Core: Can the ray core's scheduling mechanism support customized extensions?

ray-project / ray

Ray is an AI compute engine. Ray consists of a core distributed runtime and a set of AI Libraries for accelerating ML workloads.

https://ray.io

Apache License 2.0

33.58k stars 5.71k forks source link

Core: Can the ray core's scheduling mechanism support customized extensions? #33735

Open EnjianGong opened 1 year ago

EnjianGong commented 1 year ago

Description

Most of our company's business is some AP offline tasks, so the resource utilization rate of the entire ray cluster is very low, and there are a lot of idle resource fragments in time and space. Therefore, I look forward to using DQN to learn the resource wave model to predict resource occupancy for a period of time in the future, and then share these idle resources to reduce costs.
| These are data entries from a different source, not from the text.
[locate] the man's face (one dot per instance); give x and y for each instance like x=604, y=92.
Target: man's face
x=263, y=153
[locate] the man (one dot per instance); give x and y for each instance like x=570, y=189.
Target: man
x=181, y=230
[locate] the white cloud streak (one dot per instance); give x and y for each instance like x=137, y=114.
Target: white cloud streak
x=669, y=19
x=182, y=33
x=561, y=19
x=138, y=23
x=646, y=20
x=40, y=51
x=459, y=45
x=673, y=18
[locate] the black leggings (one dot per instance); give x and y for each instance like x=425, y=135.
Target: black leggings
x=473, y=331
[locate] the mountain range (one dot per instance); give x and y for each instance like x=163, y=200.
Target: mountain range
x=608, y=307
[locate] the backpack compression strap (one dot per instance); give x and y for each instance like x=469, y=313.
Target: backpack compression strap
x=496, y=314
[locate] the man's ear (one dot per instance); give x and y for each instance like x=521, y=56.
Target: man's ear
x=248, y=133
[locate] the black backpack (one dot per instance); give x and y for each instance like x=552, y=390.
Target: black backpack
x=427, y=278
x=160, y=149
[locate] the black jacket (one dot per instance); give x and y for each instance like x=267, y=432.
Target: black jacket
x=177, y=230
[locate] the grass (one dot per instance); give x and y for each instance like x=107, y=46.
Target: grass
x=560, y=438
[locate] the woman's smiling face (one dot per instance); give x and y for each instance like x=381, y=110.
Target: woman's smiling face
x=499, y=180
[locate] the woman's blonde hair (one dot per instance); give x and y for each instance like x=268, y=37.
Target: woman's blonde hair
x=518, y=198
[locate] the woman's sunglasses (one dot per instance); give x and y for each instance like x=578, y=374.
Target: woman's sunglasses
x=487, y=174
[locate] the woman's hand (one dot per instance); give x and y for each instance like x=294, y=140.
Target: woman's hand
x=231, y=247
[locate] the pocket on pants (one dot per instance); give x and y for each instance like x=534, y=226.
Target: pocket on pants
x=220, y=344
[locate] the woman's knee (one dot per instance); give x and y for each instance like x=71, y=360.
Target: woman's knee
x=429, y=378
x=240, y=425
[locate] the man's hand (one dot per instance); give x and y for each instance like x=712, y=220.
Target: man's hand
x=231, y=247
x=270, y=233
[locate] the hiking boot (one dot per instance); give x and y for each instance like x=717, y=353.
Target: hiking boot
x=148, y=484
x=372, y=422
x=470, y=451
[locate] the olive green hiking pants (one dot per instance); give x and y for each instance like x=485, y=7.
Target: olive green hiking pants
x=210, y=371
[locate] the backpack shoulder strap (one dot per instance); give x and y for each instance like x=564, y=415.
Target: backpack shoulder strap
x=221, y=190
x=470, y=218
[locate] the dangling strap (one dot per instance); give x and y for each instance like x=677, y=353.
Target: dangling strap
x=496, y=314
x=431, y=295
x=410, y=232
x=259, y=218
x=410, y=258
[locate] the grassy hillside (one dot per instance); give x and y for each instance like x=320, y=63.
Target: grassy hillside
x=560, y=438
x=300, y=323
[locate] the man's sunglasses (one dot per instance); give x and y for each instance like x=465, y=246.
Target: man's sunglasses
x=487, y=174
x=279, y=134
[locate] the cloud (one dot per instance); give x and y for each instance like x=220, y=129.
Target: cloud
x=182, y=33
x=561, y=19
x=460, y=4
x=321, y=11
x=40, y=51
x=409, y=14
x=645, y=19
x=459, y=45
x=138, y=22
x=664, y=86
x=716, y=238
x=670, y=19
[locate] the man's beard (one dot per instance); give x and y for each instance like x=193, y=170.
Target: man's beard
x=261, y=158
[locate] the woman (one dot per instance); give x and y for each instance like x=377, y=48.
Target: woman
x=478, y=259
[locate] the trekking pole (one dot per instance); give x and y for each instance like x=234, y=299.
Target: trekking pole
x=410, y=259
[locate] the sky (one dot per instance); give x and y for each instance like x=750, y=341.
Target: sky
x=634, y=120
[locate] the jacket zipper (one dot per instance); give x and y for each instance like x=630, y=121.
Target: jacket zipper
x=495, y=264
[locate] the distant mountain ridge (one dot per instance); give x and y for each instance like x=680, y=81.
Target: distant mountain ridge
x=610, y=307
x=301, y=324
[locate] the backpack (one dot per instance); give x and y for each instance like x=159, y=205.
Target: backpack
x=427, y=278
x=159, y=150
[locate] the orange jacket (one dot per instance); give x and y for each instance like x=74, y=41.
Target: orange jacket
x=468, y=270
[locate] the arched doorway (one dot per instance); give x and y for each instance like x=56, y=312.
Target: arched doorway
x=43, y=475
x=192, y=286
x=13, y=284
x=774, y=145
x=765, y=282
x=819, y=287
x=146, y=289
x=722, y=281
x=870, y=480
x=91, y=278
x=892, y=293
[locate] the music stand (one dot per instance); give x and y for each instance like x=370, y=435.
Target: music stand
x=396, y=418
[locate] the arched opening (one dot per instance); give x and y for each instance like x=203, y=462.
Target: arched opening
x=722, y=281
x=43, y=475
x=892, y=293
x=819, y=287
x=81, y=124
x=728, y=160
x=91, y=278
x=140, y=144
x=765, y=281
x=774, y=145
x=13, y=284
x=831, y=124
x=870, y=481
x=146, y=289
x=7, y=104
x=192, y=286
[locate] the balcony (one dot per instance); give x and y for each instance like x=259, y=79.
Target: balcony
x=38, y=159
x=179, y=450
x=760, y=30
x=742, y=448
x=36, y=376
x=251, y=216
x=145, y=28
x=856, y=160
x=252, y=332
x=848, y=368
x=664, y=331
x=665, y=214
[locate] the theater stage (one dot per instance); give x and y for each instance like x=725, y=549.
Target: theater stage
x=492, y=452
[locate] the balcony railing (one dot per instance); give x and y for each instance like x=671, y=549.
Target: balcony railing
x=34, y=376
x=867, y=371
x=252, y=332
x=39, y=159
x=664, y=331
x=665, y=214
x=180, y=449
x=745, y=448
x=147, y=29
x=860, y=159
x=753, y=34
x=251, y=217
Therefore, we want to customize Ray core's scheduling mechanism to adapt to workload fluctuations

Use case

Workload scenario: There are a lot of idle resources in space and time, and the resource occupation has a strong periodicity

rkooo567 commented 1 year ago

cc @jjyao

EnjianGong commented 1 year ago

Is there a solution to this issue @clarng

rkooo567 commented 1 year ago

Currently this is not possible

clarng commented 1 year ago

Do you have more details of the proposal? Depending on what it is perhaps it is possible to modularize the code base

jjyao commented 1 year ago

@EnjianGong I'd like to know more about the scheduling mechanism you want. Could you elaborate.

EnjianGong commented 1 year ago

Currently, there is only one simple idea: Train a resource prediction model to be used in the scheduler's inference process.

Observation: CPU/MEM/IO load status
Reward: resource utilization rate, task satisfaction rate

There are several challenges:

How to coordinate the rule-based scheduler and the model-based scheduler, and determine their priority relationship.
Over time, the optimal scheduling will experience distribution drift.

jjyao commented 1 year ago

So Ray scheduler is basically a function that maps from input task + cluster status to the output node. You are saying training a ML model to be that function?

EnjianGong commented 1 year ago

Yes, use this function to obtain a resource prediction